In 2006 the stock market was doing good, but I knew it was going to take a hit soon (I am not sure I knew how bad it was going to be, but I felt it was coming). I bought my home in 2004 for $140K and in 2006 it was valued at $260, but the thing was I knew my home wasn’t worth that much. I had this uneasy sense that I knew I needed to get a handle on my financial picture. Problem was I didn’t know what my financial state of affairs was but doing I knew I had to find out. So doing what a Business Administration major does best, I decided to make a balance sheet.
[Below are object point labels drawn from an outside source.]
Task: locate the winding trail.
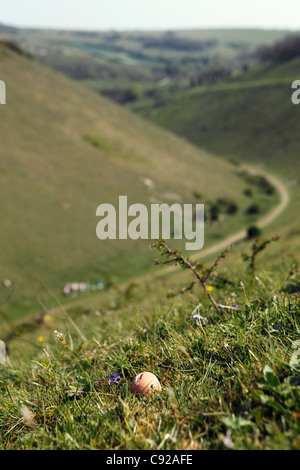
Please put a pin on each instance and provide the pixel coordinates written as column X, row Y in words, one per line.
column 217, row 247
column 263, row 222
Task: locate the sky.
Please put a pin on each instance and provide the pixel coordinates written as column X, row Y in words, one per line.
column 151, row 14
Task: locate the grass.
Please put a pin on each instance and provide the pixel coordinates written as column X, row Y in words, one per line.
column 230, row 376
column 232, row 382
column 65, row 150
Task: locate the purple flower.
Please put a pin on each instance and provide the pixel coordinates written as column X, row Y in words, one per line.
column 197, row 317
column 114, row 378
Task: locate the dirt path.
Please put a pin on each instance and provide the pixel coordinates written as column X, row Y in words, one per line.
column 263, row 222
column 217, row 247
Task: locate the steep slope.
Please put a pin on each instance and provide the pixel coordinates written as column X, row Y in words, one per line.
column 65, row 150
column 251, row 117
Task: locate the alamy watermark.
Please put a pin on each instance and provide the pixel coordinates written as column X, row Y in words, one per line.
column 2, row 92
column 161, row 221
column 296, row 94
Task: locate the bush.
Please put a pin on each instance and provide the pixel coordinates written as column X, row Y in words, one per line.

The bottom line wasn’t good, we were $174,524.41 in debt. The funny thing is before I calculated that all out I thought we were doing good. I really thought our loan debt wasn’t that bad. We had credit cards but they were all paid off. We only had (and still only have) three debts: Denise’s student loans, my loans, and the house loan. Still looking at the bottom line I knew that things had to change.
Looking at the debt I am not sure what I got for my money. At one time it seemed like I was doing well, but these days I kind of feel like I was sold a dream and all I have left for it is a two pieces of fancy looking paper and a money pit set on a mountain. Don’t get me wrong I am not saying that we didn’t learn a lot in college and it is nice to know that we have a fixed monthly living expenses (we were smart enough to go after a 30 yr. fixed). The thing is however I wonder if in the end it was really worth it. I find it ironic that the majority of the richest people in the world never finished college and the happiest people I know don’t own any land. Not to mention having so much debt really reduces your flexibility. We live in turbulent times and I worry that I am not as stable as I would like to be. Like most people I worry about my family and I want to make sure they are on a solid financial footing.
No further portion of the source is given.